Privacy advocates continue urging for a wider federal investigation into Google Street View practices following Google’s $25,000 fine for stonewalling federal officials during an earlier probe of Wi-Fi snooping allegations.
The Federal Communications Commission late last week gave the Internet giant the maximum fine for impeding its investigation into personal data it collected from unprotected Wi-Fi signals between 2007 and 2010 while gathering images for Street View, a popular feature of Google Maps and Google Earth. Street View vehicles’ antennae picked up passwords, emails, texts and other sensitive data transmitting over unprotected wireless networks as it gathered images along streets.
Though the $25,000 was the largest fine allowed, critics claim the punishment amounts to a “slap on the pinkie” for the multi-billion-dollar enterprise. According to published reports, the FCC said it could not apply currently wiretapping laws to Google’s Wi-Fi snooping (what one politician called ‘Spy-Fi’) because, among other reasons, the unsecured transmisions could be construed as public broadcasts.
Instead, it fined the company for trying to obstruct the investigation by refusing to provide internal emails and documents the FCC requested.
“Although a world leader in digital search capability, Google took the position that searching its employees’ email would be a time-consuming and burdensome task,” the FCC said in a 25-page report.
The French government fined the company about $140,000 last year for privacy violations related to Street View.
In a letter to U.S. Attorney General Eric Holder, the Electronic Privacy Information Center’s executive director asked the Justice Department to pick up where the FCC left off.
“By the agency’s own admission, the investigation conducted was inadequate and did not address the applicability of federal wiretapping law to Google’s interception of emails, user names, passwords, browsing histories and other personal information,” Marc Rotenberg wrote in the letter. “Given the inadequacy of the FCC’s investigation and the law enforcement responsibilities of the attorney general, EPIC urges you to investigate Google’s collection of personal Wi-Fi data from residential networks.”
Politicians also joined the rising chorus of outrage.
“The circumstances surrounding Google’s surreptitious siphoning of personal information leave many unanswered questions,” U.S. Rep.
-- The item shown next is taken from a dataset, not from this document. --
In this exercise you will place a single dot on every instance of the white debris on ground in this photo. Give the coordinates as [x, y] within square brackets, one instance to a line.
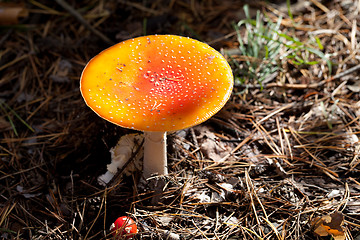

Edward Markey (D-Mass) said Monday, calling for a Congressional hearing.
Sen. Richard Blumenthal (D-Conn.), who took Google to court in 2010 over Street View when he was the state’s attorney general, argued that the company’s lack of transparency is troubling. “Google’s failure to initially cooperate undermines their claim and federal agencies’ conclusions that they violated no federal laws.”
A Google spokeswoman told news outlets, including The Los Angeles Times, that the company disagreed with how the FCC characterized the company’s lack of cooperation and would be issuing a formal response. Google has maintained the data collections were accidental.
Others openly speculated on what the ultimate outcome could be for not just Google but any company that stumbles upon sensitive data from unprotected wireless networks. “At which point in the court of public opinion does it become questionable that that is good behavior or not?” asked David Bennahum, CEO of Punch Media, on Monday’s “PBS News Hour.”
“I think the problem right now is we live in an environment where it’s incredibly easy to collect this sort of information. And the rules about it are actually fairly gray,” he continued. “It puts companies in a particular predicament where they may have some good-faith reasons to want to analyze [and] study information, but the rules of the road are sufficiently unclear, that it turns out they have commited a grave error.”